In article <1993Jun15.070515.13646@uklirb.informatik.uni-kl.de> lott@bogner.informatik.uni-kl.de writes:
>Would someone please explain the ramifications of this?
>If I have a 2-user license and I configure the kernel
>with MAXUSERS=8, it would apper to me that I have violated
>the terms of the license. But will it work? I.e., is
>there any technical lock-out of the additional users?
First, there's no relationship between the kernel MAXUSERS configuration
and the license. That variable simply controls the size of various kernel
tables, which mainly relate to the number of programs that can run
concurrently. If the system is used by a single user who likes to have a
hundred windows open you'll need a larger MAXUSERS.
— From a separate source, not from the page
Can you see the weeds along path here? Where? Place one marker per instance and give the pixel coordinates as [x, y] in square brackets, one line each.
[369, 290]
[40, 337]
The name MAXUSERS was chosen because it causes the system tables to be
sized appropriately for that many "typical" users. However, in the years
since that computation was put in place, the resources that a typical user
uses has changed drastically. Prior to window systems, a user rarely had
more than a few concurrent processes (a shell, an application, perhaps a
background process every now and then, or 3-4 applications in a pipeline).
With windows, a user is likely to have several processes running all the
time (a display server, a window manager, clock, load monitor, xterm,
shell, editor, mail reader), with more coming and going as he runs
applications. Therefore, MAXUSERS often needs to be inflated to account
for this.
Sun currently isn't using any mechanism that tries to enforce the 2-user
license. And because of the overly general definition of a "user" (it now
includes NFS and NIS clients), it doesn't seem likely that they will.
Basing it on MAXUSERS would clearly be insane because of the above problem
with the relationship between MAXUSERS and actual users.